The report revealed that banking sector's NPLs to total loans ratio has declined to an eight years' low level of 10.1 percent in Q4CY16 compared to 11.4 percent end of CY15. Though, higher growth in advances to private sector in the last quarter of CY16 has primarily helped ease the infection ratio, the higher recoveries including cash recoveries, NPLs upgrade, restructuring/ rescheduling of loans, write-offs etc have also played a pivotal role in bringing the gross NPLs down, the report said. Particularly, with over 92 percent growth in cash recoveries of Rs 29.4 billion and NPLs upgrade of Rs 20.9 billion in October-December of CY16 have nudged gross NPLs down to Rs 604.4 billion at the end of CY16. The total NPLs at the end of CY15 were stood at Rs 605.4 billion.

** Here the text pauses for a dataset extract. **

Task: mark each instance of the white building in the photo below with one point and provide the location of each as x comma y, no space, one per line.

Fresh NPLs, on the other hand, have inched up by Rs 31 billion. The rise in fresh NPLs is primarily due to increase in agriculture loans classified during the quarter ending December 2016. Due to longer cropping cycle (than NPLs classification time), every year in June and December quarters, a certain amount of agricultural loans fall into OAEM category, which are subsequently recovered in the following quarters of September and March, respectively.

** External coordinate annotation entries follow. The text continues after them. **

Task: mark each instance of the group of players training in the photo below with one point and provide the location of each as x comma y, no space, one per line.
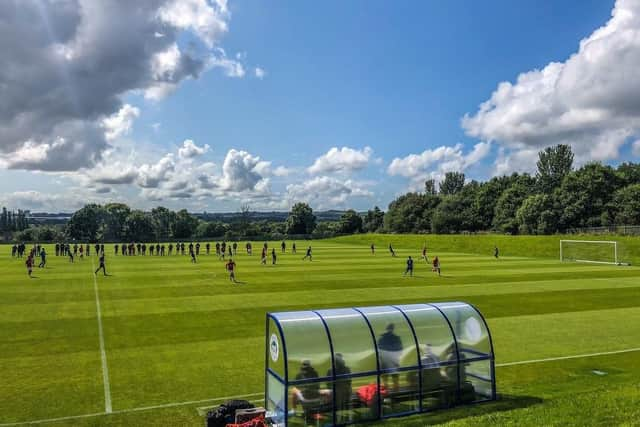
222,250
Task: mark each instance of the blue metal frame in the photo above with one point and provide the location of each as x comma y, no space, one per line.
285,362
478,356
493,356
415,340
455,341
375,346
333,369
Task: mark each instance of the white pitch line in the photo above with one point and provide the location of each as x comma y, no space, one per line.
103,353
126,411
577,356
193,402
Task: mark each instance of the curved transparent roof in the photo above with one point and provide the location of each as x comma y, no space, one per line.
421,357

According to the SBP, provision coverage ratio of the banking sector has also jumped up to 85.0 percent compared to 82.7 percent in Q3CY16, mainly, on account of decrease in provisions on receding NPLs. Similarly, the capital impairment ratio (Net NPLs to eligible capital under Basel III) has declined by 181 bps to 7.3 percent in the reviewed quarter indicating reduced risk to the equity of the banking sector form credit risk. The report said that a combination of the financial soundness indicators (FSIs) suggested that the risk profile of the banking sector, as a whole, remains stable and its resilience to absorb certain shocks has stayed in comfortable zone.